O pré-candidato ao Senado Miguel Coelho afirmou, nesta quarta-feira (8), que a definição do nome da Federação União Progressista para disputar uma vaga ao Senado na chapa da governadora Raquel Lyra dependerá exclusivamente da decisão da chefe do Executivo estadual.
A declaração foi dada durante a abertura da 26ª edição da Fenearte 2026, em meio ao impasse interno da federação entre Miguel Coelho e o deputado federal Eduardo da Fonte, que também pleiteia a indicação para a disputa ao Senado.
Na última segunda-feira, a cúpula da Federação União Progressista recebeu Raquel Lyra, em Brasília. Na ocasião, o presidente nacional do União Brasil, Antonio de Rueda, manifestou apoio ao nome de Miguel Coelho. Já o presidente do Progressistas, Ciro Nogueira, declarou preferência por Eduardo da Fonte.
Segundo Miguel Coelho, a reunião representou mais uma etapa do processo de definição da chapa majoritária e reforçou que tanto ele quanto Eduardo da Fonte possuem credenciais para disputar a indicação.
“Raquel sempre disse que ia deixar virar essa questão da pauta administrativa, para poder focar na questão eleitoral. Nós sempre colocamos que a federação tem grandes quadros e isso, ninguém tem poder de veto, nem o PP com União, nem a União com o PP, e o que tem são duas postulações legítimas e enfim, cabe a governadora que é a liderança natural desse processo fazer a escolha que ela sente mais confiança, que tem mais lealdade, compromisso com seu projeto.”
O pré-candidato também destacou que a escolha deverá considerar aspectos administrativos, políticos e eleitorais, visando fortalecer a chapa para a disputa de 2026.
Miguel Coelho afirmou ainda que a decisão não será imposta pela federação e que respeitará a definição da governadora.

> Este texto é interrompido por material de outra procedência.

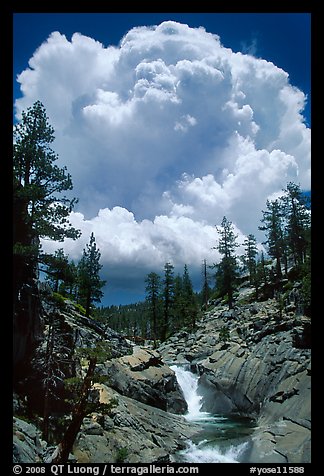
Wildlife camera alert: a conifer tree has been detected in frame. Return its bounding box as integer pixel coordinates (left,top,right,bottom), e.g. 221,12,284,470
78,233,106,317
281,182,310,265
161,262,174,341
182,264,198,329
216,216,238,309
259,200,285,282
145,272,161,348
244,234,258,285
201,259,211,309
13,101,80,370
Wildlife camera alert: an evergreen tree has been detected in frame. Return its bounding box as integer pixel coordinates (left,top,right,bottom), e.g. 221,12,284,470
244,234,258,285
216,216,238,309
172,274,185,331
161,262,174,341
201,259,211,310
13,101,80,278
13,101,80,371
43,248,69,293
281,182,310,265
182,264,198,329
78,233,106,317
145,272,161,348
259,200,285,282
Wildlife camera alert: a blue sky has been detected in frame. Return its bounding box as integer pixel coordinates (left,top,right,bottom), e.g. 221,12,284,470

“Enquanto ela não anunciar, com certeza, até porque os dois nomes têm credenciais para isso. Agora de novo, não é a federação que vai impor os dois nomes. Isso a gente se coloca à disposição, cabe à governadora fazer a sua escolha e vamos respeitar a escolha dela.”

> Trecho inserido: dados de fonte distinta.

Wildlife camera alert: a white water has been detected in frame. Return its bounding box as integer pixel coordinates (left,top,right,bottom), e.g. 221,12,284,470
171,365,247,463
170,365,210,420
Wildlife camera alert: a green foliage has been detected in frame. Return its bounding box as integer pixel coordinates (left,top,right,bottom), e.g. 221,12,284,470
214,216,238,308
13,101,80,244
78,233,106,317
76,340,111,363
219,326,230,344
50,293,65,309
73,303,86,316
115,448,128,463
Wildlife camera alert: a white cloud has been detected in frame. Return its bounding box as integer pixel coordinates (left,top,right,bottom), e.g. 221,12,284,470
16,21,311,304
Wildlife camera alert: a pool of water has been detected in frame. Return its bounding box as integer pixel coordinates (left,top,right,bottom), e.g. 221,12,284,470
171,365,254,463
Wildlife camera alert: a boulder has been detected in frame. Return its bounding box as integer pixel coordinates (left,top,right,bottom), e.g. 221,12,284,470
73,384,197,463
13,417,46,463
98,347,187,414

Durante a entrevista, Miguel também descartou a possibilidade de disputar a vice-governadoria, afirmando que seu projeto político está voltado exclusivamente para o Senado e elogiando a atuação da vice-governadora Priscila Krause.

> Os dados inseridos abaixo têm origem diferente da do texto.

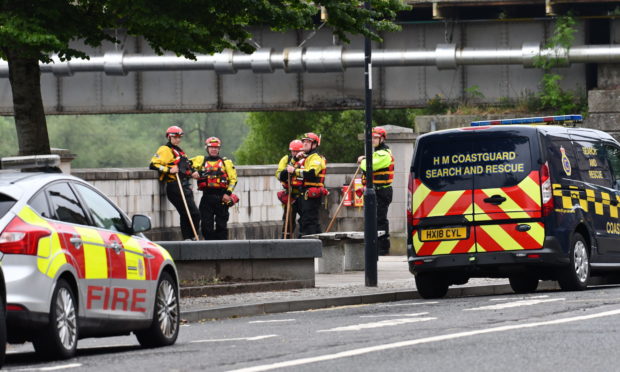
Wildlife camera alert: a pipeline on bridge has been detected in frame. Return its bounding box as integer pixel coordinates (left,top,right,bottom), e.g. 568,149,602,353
0,42,620,78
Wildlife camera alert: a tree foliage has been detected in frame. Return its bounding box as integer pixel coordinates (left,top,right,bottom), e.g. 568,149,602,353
0,0,404,154
236,110,416,164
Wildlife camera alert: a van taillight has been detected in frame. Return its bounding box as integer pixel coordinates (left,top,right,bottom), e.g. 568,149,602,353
540,162,554,216
0,217,52,255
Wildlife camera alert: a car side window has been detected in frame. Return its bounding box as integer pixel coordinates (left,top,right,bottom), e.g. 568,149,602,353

“Meu projeto é o projeto ao Senado, com muito respeito, o cargo de vice é muito importante, é um cargo nobre, que tem uma importância fundamental. Agora essa posição já está ocupada e a Priscila desempenha um papel fundamental nisso (…) Acho que cada um tem a sua história, precisa ser respeitado e a gente está aqui para complementar, reforçar e ajudar a Raquel a ganhar a eleição.”
O impasse na Federação União Progressista deverá ser resolvido até o período das convenções partidárias, quando Raquel Lyra deverá anunciar a composição completa de sua chapa majoritária para as eleições de 2026.